Common Myths about Marathons

Brittany Mock Headshot
By: Brittany Mock

Recently, marathon runners gathered in Staten Island to run the TCS New York City Marathon. We know that preparing for a marathon is a lengthy and enduring process that requires a lot of training and nutrition. Some people wonder what it takes to be a long-distance runner. It’s important for beginners to learn how to train and race the right way, and not fall into the common myths. There are several myths going around about how athletes get ready for a race or special event. The first myth is that carb loading is essential for energy and good results the next day. Experts say that it is not necessary to carb load the night before to win. However, it is just important to get the calories you need. The meal, or meals following up to your event are extremely essential for your performance. Your body can only store up to a certain amount of glycogen, so carb loading is not always effective. Another myth that many people think is true is that power bars, and energy gummies are what you need right before a race. This is not true either. Many of these packaged products contain more than what the body needs.

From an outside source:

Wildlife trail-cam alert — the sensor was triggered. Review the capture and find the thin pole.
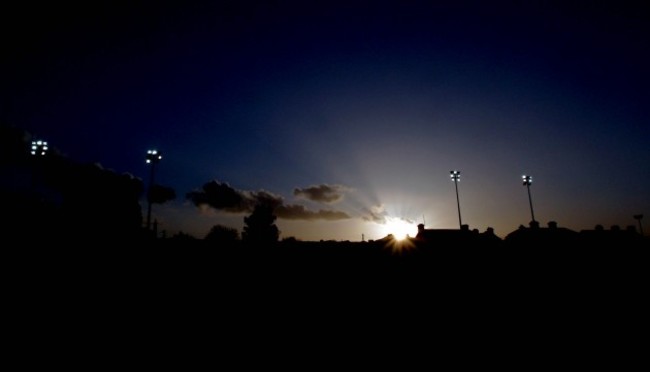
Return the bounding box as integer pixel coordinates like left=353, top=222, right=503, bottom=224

With proper hydration and diet, supplementation of power bars or energy gummies are unnecessary. Additionally, many slow runners deal with hyponatremia, which is a decrease of sodium in the body from drinking too much water. Many runners drink more than they need because they think they must drink water at every station. It is essential to remaining hydrated during training but also right before the event. Water intake should increase with a rising temperature and increase in sweat production. Too much water in the body can lead to serious health issues, including death. The take home message is this: train hard and don’t take the easy way out!



  1. Mohney G. Sports Medicine Experts Bust Marathon Training Myths. ABC News. Published November 2, 2016. Accessed November 29, 2016.